Authorities have predicted that Singapore’s economic growth rate will be between 1% and 3% in 2026.
Seasonally adjusted GDP rose 2.4% sequentially, up from 1.7% in the second quarter.
The government said growth in the third quarter was driven primarily by manufacturing and export demand, noting that electronics manufacturing expanded 6.1%, supported by increased demand for AI-related semiconductors and servers.
“Demand for AI-related electronics will continue to support manufacturing and wholesale trade for the remainder of the year,” the ministry said.
In the first nine months of 2025, the economy grew by 4.3% compared to the previous year.
Singapore’s economy is expected to perform relatively well this year, but officials warned that growth prospects for 2026 remain uncertain.
“GDP growth in most of Singapore’s major trading partners is likely to be lower than in 2025 as the impact of US tariffs is expected to become more pronounced,” MTI said, warning that global economic uncertainty remains elevated.
trade headwinds
Singapore’s exports to the US are subject to a basic customs duty of 10%, which is relatively low compared to the rates imposed by its Southeast Asian neighbors.
However, sectoral taxation, including the pending 100% tariff on branded medicines, remains a major concern for Singapore’s economy.
Prime Minister Lawrence Wong noted last month that trade talks between Singapore and Washington were at a “very early stage” and said: “Right now, there is still not a lot of clarity on how the US intends to apply these sectoral tariffs, for example on pharmaceuticals.”
Implementation of the tariffs was delayed to allow time for pharmaceutical companies to negotiate exemptions with the US government.
Non-oil domestic exports (NODX) fell by 3.3% in the third quarter, after rising 7% in the April-June quarter, weighed down by weak exports of pharmaceuticals and petrochemical products.
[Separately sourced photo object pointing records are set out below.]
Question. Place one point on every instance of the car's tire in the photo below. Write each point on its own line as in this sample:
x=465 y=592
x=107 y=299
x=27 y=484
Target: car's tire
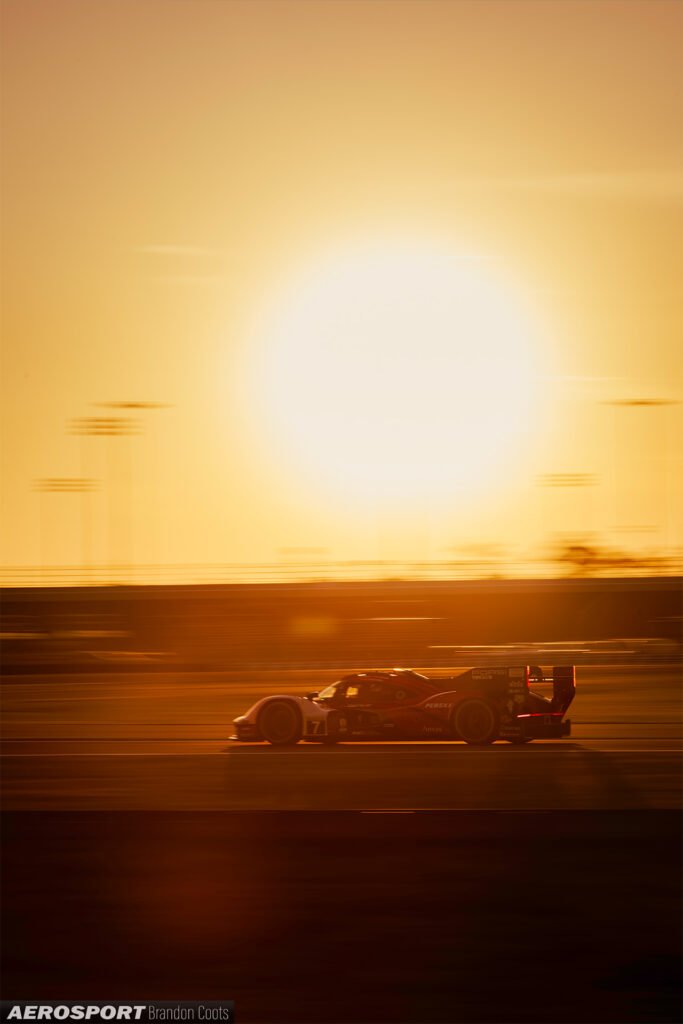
x=280 y=723
x=475 y=721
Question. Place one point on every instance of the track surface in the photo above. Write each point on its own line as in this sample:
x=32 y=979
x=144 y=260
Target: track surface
x=315 y=885
x=160 y=742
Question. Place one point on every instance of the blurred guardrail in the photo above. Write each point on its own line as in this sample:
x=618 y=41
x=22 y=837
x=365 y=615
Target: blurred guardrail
x=341 y=624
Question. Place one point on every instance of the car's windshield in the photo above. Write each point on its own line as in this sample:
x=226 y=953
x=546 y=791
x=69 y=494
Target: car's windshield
x=328 y=692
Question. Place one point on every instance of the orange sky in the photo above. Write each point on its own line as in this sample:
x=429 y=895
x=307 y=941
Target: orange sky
x=167 y=165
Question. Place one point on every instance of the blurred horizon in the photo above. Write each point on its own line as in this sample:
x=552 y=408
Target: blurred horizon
x=302 y=290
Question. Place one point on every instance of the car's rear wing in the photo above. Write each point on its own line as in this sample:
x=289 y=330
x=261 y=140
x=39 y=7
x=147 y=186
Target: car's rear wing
x=564 y=686
x=563 y=680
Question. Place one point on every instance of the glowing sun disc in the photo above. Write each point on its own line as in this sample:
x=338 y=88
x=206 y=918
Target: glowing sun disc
x=387 y=370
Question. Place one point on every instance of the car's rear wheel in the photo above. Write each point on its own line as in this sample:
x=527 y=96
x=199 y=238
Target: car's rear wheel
x=280 y=723
x=475 y=722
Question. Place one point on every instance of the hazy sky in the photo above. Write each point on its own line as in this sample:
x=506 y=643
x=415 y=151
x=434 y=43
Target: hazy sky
x=174 y=176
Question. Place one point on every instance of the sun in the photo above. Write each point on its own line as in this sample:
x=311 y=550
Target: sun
x=387 y=370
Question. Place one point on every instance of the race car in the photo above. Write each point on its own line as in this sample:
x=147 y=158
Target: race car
x=477 y=706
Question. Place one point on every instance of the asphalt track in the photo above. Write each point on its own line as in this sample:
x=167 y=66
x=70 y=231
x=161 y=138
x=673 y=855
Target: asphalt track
x=389 y=884
x=160 y=742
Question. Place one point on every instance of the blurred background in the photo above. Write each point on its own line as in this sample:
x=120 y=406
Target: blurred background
x=308 y=294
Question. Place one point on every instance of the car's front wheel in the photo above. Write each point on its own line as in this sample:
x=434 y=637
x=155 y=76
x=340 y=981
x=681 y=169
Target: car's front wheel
x=475 y=722
x=280 y=723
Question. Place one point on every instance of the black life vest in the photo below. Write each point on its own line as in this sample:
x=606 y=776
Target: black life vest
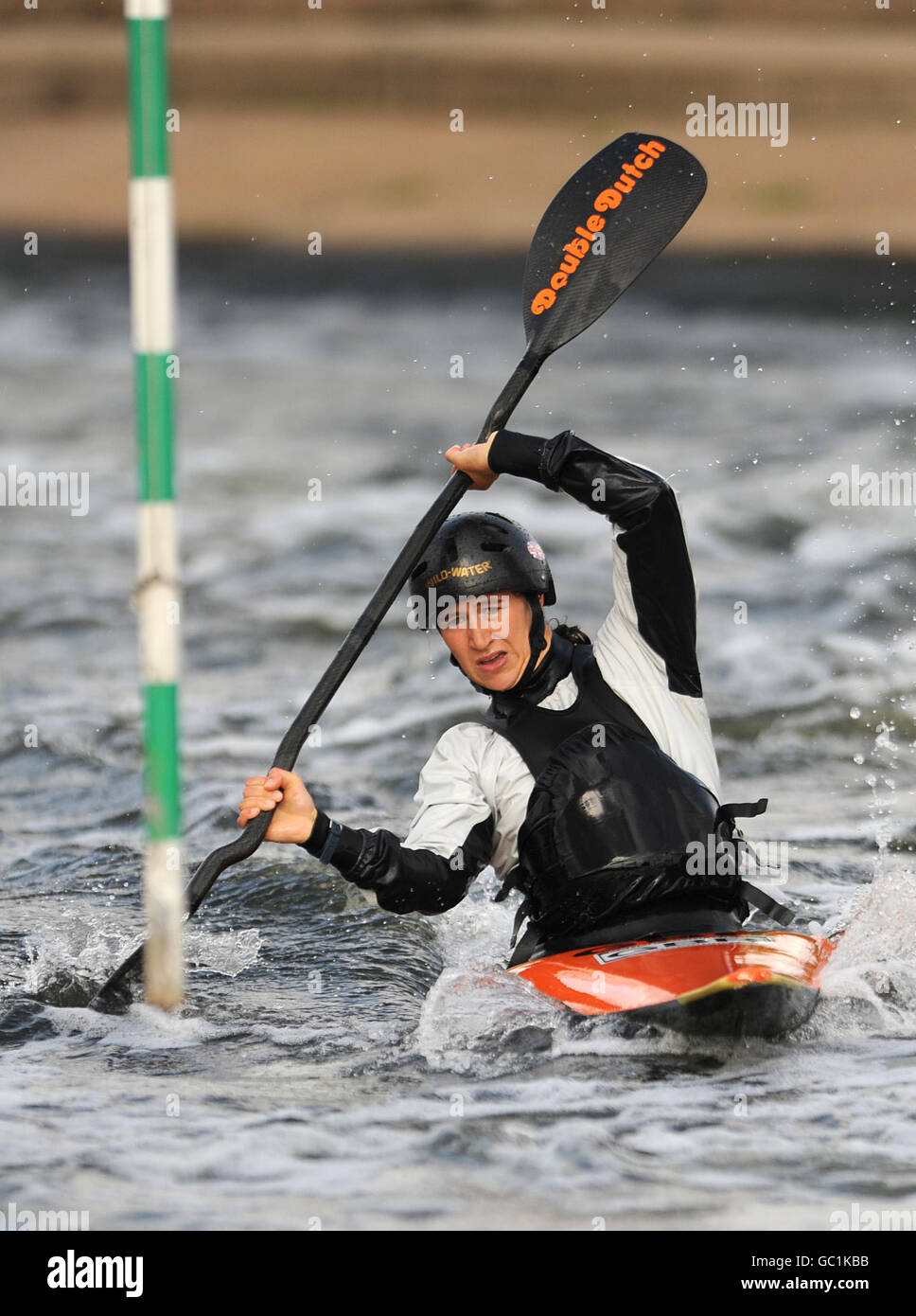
x=609 y=820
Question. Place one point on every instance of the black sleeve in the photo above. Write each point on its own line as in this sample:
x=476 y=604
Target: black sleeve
x=643 y=506
x=404 y=880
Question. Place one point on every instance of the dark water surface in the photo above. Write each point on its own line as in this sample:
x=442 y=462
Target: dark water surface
x=340 y=1065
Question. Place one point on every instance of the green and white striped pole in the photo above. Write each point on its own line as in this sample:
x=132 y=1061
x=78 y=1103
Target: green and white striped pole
x=153 y=320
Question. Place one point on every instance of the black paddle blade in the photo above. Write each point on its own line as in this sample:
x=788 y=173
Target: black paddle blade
x=635 y=195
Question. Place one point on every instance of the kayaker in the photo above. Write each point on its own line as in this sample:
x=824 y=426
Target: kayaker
x=593 y=768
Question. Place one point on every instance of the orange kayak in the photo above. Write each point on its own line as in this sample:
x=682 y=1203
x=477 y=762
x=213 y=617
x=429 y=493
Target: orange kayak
x=733 y=984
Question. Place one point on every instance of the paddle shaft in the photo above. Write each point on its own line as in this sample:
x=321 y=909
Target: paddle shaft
x=362 y=631
x=637 y=226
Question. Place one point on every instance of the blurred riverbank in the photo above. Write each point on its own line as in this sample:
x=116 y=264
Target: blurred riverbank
x=340 y=122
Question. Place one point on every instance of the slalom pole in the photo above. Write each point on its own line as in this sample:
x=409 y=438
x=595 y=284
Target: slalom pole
x=151 y=243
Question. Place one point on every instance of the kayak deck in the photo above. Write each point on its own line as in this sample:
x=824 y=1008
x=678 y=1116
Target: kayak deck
x=734 y=984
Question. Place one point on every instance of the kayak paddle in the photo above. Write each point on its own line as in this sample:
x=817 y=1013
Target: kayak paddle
x=605 y=226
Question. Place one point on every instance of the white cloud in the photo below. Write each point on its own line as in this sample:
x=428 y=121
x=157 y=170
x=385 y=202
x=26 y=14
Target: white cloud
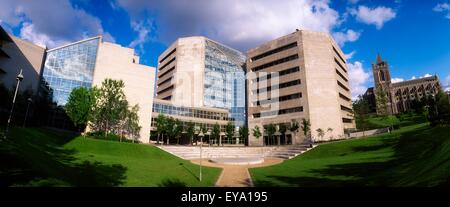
x=376 y=16
x=396 y=80
x=239 y=23
x=350 y=55
x=358 y=78
x=343 y=37
x=49 y=22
Shipments to the United States fell 30.7% over the same period.
However, NODX recovered in October, rising 22.2% year-on-year, driven by exports of non-monetary gold and electronic products. Shipments to the US in October decreased by 12.5% compared to the same month last year.
Lloyd Chan, a strategist at Bank of Mitsubishi UFJ, said in a note on Friday that the Monetary Authority of Singapore is not expected to change its monetary policy stance at its next meeting in January as growth momentum is largely maintained.
The central bank left policy unchanged at its final review of the year in October, citing stable economic performance and subdued inflation.
Singapore’s consumer price inflation rate rose 0.7% in September from a year earlier, in line with the central bank’s forecast of 0.5-1% this year.